Curatore Fallimentare

Responsabilità solidale del curatore


Non sempre il curatore è il diretto responsabile dei debiti fiscali del fallimento. È quanto ha chiarito la Cassazione con l’ordinanza n. 16373, depositata dalla sesta sezione civile.

Cosa era accaduto

Il Collegio di legittimità boccia il ricorso del fisco contro la decisione della Ctr Lazio. Il giudice a quo accoglieva l’istanza del curatore fallimentare di una srl che si vedeva recapitare dal fisco una cartella di pagamento che affermava la sua responsabilità solidale per l’omesso versamento delle imposte.

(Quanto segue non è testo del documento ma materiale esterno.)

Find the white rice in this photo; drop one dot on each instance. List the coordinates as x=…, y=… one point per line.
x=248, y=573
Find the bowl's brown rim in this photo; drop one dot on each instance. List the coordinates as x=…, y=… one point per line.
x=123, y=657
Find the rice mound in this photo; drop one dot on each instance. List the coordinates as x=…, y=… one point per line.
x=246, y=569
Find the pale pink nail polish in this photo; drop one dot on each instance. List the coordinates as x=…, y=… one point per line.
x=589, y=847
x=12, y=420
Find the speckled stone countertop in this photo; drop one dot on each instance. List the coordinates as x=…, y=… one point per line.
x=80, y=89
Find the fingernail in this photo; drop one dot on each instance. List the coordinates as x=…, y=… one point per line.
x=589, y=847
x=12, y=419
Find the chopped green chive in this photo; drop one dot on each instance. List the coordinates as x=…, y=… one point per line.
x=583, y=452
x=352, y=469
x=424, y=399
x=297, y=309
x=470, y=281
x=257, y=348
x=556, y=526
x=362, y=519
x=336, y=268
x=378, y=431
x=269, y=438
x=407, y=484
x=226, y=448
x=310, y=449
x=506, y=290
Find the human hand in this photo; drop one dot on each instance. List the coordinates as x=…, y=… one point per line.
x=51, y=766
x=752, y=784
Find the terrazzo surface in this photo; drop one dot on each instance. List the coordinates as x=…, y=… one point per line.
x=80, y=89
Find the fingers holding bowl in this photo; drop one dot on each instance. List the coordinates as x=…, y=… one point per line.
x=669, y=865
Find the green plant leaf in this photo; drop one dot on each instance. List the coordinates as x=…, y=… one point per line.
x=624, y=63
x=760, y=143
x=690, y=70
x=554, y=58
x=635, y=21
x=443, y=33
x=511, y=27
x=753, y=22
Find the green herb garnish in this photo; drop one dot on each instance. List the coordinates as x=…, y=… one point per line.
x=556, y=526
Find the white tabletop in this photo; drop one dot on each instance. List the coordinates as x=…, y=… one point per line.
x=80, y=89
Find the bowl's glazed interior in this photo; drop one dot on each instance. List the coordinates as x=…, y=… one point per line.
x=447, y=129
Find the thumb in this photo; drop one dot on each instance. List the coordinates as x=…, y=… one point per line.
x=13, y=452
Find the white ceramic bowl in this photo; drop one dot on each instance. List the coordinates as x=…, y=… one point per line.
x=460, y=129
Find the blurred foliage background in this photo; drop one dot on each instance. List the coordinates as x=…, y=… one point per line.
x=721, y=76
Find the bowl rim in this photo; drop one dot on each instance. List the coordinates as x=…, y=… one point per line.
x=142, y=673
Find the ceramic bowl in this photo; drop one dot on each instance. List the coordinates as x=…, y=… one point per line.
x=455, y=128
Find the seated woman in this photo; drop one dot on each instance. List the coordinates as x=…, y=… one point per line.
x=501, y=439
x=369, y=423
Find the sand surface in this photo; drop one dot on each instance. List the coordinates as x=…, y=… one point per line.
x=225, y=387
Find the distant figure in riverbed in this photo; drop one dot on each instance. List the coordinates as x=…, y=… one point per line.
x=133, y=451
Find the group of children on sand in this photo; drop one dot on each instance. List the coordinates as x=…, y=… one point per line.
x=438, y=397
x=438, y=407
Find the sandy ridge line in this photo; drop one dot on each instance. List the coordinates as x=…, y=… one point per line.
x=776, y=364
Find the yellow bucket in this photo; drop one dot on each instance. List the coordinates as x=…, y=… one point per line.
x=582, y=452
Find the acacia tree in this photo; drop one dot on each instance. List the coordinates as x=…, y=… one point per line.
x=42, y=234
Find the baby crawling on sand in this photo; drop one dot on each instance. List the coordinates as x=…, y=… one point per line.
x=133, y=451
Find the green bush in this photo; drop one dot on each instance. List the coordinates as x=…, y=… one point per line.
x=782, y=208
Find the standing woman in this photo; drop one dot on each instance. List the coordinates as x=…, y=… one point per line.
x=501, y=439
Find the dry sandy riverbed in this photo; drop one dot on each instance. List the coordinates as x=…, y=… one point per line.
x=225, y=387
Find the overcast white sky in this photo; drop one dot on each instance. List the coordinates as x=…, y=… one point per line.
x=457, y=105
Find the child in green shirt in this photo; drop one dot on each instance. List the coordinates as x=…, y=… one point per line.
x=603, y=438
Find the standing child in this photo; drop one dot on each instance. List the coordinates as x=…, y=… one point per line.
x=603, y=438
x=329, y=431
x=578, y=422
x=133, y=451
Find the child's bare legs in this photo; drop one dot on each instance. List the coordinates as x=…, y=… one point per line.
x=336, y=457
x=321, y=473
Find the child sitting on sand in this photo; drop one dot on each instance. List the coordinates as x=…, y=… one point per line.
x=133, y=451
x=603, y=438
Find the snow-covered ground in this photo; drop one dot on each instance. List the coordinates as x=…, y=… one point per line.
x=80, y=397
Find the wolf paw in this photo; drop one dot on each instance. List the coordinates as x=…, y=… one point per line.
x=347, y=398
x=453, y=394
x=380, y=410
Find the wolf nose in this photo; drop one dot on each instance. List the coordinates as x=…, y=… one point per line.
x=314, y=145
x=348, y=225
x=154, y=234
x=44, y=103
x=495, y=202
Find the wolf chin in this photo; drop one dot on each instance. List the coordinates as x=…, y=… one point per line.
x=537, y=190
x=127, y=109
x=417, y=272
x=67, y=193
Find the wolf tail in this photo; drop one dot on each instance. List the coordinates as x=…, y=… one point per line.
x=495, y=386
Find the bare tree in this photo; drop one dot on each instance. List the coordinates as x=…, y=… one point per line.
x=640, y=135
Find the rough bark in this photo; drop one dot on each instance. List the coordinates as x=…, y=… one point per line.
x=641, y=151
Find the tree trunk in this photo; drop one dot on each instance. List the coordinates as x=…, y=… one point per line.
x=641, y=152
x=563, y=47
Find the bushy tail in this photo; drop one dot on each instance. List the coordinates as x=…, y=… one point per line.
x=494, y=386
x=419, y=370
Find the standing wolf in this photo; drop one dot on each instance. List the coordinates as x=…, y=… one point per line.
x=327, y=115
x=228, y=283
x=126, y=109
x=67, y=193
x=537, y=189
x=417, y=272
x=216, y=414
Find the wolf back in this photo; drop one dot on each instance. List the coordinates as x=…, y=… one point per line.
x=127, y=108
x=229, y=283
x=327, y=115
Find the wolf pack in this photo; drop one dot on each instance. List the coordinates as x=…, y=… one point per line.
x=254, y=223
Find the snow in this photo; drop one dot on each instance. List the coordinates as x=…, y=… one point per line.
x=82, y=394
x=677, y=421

Le Entrate presentano ricorso in Cassazione, ma senza successo: il ricorso appare, dunque, infondato.

Qualora l’Amministrazione, spiega Piazza Cavour, ritenga di affermare una responsabilità solidale del curatore fallimentare per i debiti tributari del fallimento deve indicare nell’atto di addebito le ragioni che determinano tale responsabilità che deve nascere da un cattivo utilizzo dell’attivo fallimentare (ad esempio dopo il pagamento di crediti di ordine inferiore a quelli tributari); ponendo il curatore in condizione di esercitare le sue difese anche adducendo, se il caso, l’intervento determinante degli organi di controllo della procedura. In questo caso, la cartella di pagamento non conteneva alcuna motivazione a riguardo.

Cosa affermava una recente pronuncia

Come detto in una recente pronuncia della Corte suprema (sentenza n. 21564/2013) «la visione secondo cui l’atto impositivo offra elementi perché il contribuente possa svolgere efficacemente le proprie difese, è riduttiva del vero ruolo della motivazione, che potrebbe legittimare un possibile, ma inammissibile, giudizio ex post della sufficienza della motivazione argomentata dalla difesa comunque svolta in concreto dal contribuente, piuttosto che un giudizio ex ante argomentato sulla rispondenza degli elementi enunciati nella motivazione a consentire ex se l’esercizio effettivo del diritto di difesa». Se vogliamo essere corretti, l’obbligo di motivazione dell’atto impositivo ha lo scopo di porre il contribuente in condizione di conoscere la pretesa del fisco, in misura tale da consentirgli «sia di valutare l’opportunità di esperire l’impugnazione giudiziale, sia, in caso positivo, di contestare efficacemente l’an e il quantum debeatur».

Elementi questi che devono essere posti a conoscenza dell’interessato, non solo tempestivamente, «ma anche con quel grado di determinatezza e intelligibilità che permetta al medesimo un esercizio non difficoltoso del diritto di difesa». Dunque, in tal caso, la Cassazione respinge il ricorso dell’Erario.